Understanding blockchain through analogy
I am going to quote, William Mougayar here, who helped put blockchain in a very simple manner. He used the example of Google Docs to help understand how blockchain works.
“The traditional way of sharing documents with collaboration is to send a Microsoft Word document to another recipient, and ask them to make revisions to it. The problem with that scenario is that you need to wait until receiving a return copy before you can see or make other changes because you are locked out of editing it until the other person is done with it. That’s how databases work today. Two owners can’t be messing with the same record at once.That’s how banks maintain money balances and transfers; they briefly lock access (or decrease the balance) while they make a transfer, then update the other side, then re-open access (or update again).With Google Docs (or Google Sheets), both parties have access to the same document at the same time, and the single version of that document is always visible to both of them. It is like a shared ledger, but it is a shared document. The distributed part comes into play when sharing involves a number of people.
Imagine the number of legal documents that should be used that way. Instead of passing them to each other, losing track of versions, and not being in sync with the other version, why can’t *all* business documents become shared instead of transferred back and forth? So many types of legal contracts would be ideal for that kind of workflow.You don’t need a blockchain to share documents, but the shared documents analogy is a powerful one.”
-William Mougayer, 4x entrepreneur, venture advisor, marketer, blockchain specialist.
Blockchain ensures data security
Blockchain enables digital data to be distributed across a network of nodes, where this data/transaction is validated individually at each node. This particular piece of data or transaction is irreversible. Since it is available across locations, means that the data is not centralized and as such very much public.
This makes blockchain a rather secure technology. The information stored at various nodes in a network makes it difficult for a hacker to hack it. Hackers generally go for centralized information, as corrupting a single location is an easy task. But accessing and corrupting multiple locations/nodes to simply corrupt one transaction does not make a lot of sense. It would also require a mammoth computing power to corrupt all the nodes in the network.
Although hacking into the entire system might seem like a possibility, but it is only so in theory and not in real life. If not impossible, it is pretty unlikely.
How does Blockchain work?
Although you really don’t need to known how blockchain works in order to actually use the technology, but it is always good to know.
Think of a document that has been distributed throughout the network. Each time the information in this document is updated the changes are made across all the nodes that possess the document. Each change is validated and verified using known algorithms. This network-wide update makes the change irreversible. The earlier versions are still available to the people who are accessing it for their reference.
Where does blockchain derive its name from?
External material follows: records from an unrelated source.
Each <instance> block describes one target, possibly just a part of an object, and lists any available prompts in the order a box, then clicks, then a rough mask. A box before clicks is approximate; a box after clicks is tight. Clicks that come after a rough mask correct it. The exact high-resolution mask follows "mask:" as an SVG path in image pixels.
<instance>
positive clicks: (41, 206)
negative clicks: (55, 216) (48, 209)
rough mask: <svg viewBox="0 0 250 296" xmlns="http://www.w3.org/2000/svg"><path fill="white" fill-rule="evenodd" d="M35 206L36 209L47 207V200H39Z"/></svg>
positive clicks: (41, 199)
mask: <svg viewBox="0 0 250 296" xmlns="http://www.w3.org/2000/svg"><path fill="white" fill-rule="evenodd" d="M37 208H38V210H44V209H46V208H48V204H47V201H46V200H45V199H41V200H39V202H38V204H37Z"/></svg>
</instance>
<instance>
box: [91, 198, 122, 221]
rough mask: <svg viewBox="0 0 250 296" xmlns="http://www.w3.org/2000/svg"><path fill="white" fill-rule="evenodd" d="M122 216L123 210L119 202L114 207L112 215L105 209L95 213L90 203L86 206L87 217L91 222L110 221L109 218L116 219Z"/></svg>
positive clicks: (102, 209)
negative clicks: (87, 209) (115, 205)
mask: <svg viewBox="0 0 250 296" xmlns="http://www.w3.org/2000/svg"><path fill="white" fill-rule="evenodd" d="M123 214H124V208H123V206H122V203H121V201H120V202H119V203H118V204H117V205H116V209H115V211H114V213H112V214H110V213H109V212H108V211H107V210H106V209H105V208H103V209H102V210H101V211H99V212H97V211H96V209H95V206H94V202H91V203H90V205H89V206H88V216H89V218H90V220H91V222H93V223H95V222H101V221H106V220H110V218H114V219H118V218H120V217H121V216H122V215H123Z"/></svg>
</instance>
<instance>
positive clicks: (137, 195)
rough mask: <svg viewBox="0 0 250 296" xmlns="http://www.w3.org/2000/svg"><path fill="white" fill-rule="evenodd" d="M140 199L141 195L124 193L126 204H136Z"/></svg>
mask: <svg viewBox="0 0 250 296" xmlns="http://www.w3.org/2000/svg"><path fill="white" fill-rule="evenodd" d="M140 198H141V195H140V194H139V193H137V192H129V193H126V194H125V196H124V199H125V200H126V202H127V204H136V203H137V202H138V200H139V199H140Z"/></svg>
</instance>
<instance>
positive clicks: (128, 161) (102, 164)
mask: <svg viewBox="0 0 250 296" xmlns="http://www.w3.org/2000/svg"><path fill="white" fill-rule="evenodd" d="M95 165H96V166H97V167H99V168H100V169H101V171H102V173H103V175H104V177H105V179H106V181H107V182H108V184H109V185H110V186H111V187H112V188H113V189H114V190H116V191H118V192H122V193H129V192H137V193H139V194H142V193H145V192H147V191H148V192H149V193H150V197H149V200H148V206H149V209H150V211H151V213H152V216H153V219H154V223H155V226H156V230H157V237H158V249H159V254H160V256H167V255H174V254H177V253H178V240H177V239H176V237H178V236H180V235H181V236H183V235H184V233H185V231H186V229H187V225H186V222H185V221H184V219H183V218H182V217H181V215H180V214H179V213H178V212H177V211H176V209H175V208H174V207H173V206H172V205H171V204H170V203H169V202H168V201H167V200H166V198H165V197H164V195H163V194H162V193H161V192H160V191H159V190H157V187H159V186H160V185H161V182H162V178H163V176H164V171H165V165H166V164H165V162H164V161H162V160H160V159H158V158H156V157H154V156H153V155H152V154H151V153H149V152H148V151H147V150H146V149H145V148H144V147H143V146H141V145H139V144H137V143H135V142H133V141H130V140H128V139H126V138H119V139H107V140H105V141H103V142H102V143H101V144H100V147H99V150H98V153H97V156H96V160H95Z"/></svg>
Blockchain, earlier known as block chain, is as the name indicates a chain made of a number of blocks. Each block contains a number of transactions, each of which is verified by the different nodes across the network. The different blocks together form a ledger, which is nothing but a group of transactions which have been verified and stored. Each new block that is created is then added to the already existing chain, thereby creating a blockchain.
How does the node system work?
The different nodes across the network for a decentralized system of storing information. The nodes are connected through a Peer-2-Peer network. Each time there is a transaction, it is broadcast on this network. The nodes works in tandem to verify the transaction using known algorithms. Once verified, the transaction is added to other existing transactions to create a block. Once this new block is added to the existing chain, the transaction is complete, permanent, and unalterable.